Colorectal cancer (CRC) is considered a major public healthy issue, with approximately 700,000 deaths reported annually worldwide [158], ranking only second to lung cancer [159]. Chronic inflammation is a well-established factor associated with cancer onset, progression through mucosal disruption and the excess of reactive oxygen species (ROS) [160, 161]. At present, many scholars believe that the pathogenesis of CRC may be associated with the participation of intestinal microorganisms, which started the damage mechanisms of intestinal mucosal immune response, thus leading to immune response and inflammation [162]. The correlation between gut microbiome and the initiation of cancer can be dated from last century when people observed the potential etiology of bacteria Streptococcus bovis in the occurrence of CRC [163]. In recent years, the disturbance of gut microbiome was further pushed to a high new climax, as distinct gut microbiome composition detected in CRC patients.
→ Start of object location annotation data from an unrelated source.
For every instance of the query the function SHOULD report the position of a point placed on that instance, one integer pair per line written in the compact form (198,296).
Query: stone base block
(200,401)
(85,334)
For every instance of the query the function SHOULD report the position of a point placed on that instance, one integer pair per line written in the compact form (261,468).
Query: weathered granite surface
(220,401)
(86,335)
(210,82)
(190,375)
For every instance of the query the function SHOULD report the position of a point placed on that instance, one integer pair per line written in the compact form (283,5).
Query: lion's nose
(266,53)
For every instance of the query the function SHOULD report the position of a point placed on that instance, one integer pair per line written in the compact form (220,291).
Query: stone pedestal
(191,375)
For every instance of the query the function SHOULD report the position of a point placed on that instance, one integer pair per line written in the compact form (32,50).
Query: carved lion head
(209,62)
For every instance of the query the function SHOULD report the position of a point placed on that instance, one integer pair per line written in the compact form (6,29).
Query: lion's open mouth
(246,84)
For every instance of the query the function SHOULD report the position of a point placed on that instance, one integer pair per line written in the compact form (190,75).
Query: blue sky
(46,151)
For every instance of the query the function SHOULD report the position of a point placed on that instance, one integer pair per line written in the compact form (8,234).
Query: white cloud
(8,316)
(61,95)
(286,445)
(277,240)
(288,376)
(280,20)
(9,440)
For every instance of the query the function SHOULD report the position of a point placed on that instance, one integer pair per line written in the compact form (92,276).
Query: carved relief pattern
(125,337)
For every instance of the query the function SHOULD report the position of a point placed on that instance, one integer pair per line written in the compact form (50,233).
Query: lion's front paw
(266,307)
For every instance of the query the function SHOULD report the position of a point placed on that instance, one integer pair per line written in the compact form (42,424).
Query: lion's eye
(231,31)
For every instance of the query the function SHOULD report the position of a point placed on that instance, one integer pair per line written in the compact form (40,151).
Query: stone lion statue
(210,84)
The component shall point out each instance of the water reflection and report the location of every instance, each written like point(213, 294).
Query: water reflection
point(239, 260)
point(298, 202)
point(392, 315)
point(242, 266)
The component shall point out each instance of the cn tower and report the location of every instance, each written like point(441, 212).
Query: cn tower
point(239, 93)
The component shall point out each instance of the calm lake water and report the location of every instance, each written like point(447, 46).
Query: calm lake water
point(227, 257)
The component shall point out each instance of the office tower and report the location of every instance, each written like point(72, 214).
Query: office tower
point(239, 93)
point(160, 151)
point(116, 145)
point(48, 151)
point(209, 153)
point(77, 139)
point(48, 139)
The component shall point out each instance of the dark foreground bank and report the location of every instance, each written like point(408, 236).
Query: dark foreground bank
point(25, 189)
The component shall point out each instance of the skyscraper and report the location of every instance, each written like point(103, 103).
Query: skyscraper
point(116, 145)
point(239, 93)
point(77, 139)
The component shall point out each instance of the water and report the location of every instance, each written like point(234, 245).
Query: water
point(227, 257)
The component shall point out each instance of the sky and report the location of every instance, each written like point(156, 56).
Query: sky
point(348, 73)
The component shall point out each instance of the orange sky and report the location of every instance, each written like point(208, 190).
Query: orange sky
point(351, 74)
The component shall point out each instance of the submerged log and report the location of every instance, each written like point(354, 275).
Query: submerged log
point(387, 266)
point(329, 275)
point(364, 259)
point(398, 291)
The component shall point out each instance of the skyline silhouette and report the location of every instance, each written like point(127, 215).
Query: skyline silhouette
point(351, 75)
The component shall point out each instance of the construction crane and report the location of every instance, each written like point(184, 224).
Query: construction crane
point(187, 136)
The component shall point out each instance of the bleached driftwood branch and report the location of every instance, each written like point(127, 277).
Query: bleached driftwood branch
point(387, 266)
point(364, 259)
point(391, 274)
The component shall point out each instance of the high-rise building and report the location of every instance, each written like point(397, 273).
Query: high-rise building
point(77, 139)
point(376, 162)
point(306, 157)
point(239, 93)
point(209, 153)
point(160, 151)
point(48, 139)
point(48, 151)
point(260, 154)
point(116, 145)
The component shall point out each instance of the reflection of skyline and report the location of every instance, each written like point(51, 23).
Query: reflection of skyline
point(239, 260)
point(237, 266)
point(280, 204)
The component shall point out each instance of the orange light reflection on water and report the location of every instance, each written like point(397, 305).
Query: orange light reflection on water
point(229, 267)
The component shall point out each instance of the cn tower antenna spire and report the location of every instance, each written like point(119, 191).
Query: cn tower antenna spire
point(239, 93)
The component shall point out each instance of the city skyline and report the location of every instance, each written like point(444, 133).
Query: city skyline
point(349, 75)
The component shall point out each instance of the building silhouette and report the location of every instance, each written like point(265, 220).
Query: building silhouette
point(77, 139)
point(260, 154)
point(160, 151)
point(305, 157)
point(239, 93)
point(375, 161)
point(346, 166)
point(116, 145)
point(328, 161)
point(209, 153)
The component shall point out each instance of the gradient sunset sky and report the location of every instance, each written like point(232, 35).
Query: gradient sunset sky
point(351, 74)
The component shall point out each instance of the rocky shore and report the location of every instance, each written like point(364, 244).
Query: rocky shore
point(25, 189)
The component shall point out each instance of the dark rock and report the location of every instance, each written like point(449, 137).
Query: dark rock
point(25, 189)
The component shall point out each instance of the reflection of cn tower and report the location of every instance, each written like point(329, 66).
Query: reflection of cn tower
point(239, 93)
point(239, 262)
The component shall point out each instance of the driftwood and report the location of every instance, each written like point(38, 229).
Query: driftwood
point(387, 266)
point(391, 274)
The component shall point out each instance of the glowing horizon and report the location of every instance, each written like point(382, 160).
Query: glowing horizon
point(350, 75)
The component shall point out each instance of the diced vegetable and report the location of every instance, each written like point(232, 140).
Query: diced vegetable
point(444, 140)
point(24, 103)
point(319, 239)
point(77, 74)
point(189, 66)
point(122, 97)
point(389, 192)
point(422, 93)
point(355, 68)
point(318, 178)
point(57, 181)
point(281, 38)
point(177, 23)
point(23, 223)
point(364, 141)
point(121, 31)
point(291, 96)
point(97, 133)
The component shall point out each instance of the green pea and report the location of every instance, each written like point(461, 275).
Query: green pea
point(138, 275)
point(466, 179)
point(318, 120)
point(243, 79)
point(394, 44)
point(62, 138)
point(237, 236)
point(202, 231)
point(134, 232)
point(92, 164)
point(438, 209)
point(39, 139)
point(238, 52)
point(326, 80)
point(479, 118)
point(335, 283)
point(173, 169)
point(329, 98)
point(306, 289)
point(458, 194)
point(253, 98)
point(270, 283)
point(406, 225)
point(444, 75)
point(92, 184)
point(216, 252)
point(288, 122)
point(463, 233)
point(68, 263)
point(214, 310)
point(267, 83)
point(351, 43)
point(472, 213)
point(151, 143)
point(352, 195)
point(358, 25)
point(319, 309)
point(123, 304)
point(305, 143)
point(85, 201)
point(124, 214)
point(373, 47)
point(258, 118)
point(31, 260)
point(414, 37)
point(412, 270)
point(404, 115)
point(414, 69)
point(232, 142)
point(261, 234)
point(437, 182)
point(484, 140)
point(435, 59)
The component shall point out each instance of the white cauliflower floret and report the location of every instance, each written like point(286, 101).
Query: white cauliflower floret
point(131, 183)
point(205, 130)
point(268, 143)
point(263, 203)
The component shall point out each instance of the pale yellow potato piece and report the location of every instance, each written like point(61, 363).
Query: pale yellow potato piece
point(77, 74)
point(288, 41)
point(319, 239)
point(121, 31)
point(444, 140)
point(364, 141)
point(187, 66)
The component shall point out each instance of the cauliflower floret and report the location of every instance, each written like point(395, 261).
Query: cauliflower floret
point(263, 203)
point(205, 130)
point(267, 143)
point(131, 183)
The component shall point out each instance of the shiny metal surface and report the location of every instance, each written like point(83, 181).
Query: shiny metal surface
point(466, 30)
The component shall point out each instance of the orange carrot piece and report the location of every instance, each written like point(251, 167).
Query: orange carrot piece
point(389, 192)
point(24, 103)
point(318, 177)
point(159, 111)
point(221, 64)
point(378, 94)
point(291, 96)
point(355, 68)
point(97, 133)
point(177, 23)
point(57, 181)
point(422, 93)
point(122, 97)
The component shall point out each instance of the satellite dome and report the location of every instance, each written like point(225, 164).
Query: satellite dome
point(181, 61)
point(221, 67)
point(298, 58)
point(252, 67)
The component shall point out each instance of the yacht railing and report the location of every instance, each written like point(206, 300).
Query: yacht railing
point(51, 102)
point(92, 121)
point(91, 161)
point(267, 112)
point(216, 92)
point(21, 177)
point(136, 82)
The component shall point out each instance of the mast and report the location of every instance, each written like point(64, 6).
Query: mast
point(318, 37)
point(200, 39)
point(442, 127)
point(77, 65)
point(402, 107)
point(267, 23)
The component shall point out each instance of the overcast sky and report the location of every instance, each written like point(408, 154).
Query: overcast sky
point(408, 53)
The abundance of several microbes, such as Streptococcus gallolyticus [164], Fusobacterium, [165], B. fragilis [166], EscherichiaShigella, Peptostreptococcus ten [167] were observed to be enriched in CRC patients versus control groups, while genera such as Bacteroides, Roseburia [164] and Pseudomonas [167] were significantly depleted in CRC patients. Moreover, the barely studied fields gut virome and mycobiome correlated with CRC were also reported when Nakatsu et al. identified a set of discriminatory virome signatures (e.g. Orthobunyavirus, Tunalikevirus, Phikzlikevirus, Betabaculovirus, Sp6likevirus, Sfi21dtunalikevirus, Punalikevirus, Lambdalikevirus, C2likevirus, and Mulikevirus) enriched in CRC subjects [168], and when Coker et al. reported higher Malasseziomycetes and depleted Saccharomycetes and Pneumocystidomycetes in CRC patients [169].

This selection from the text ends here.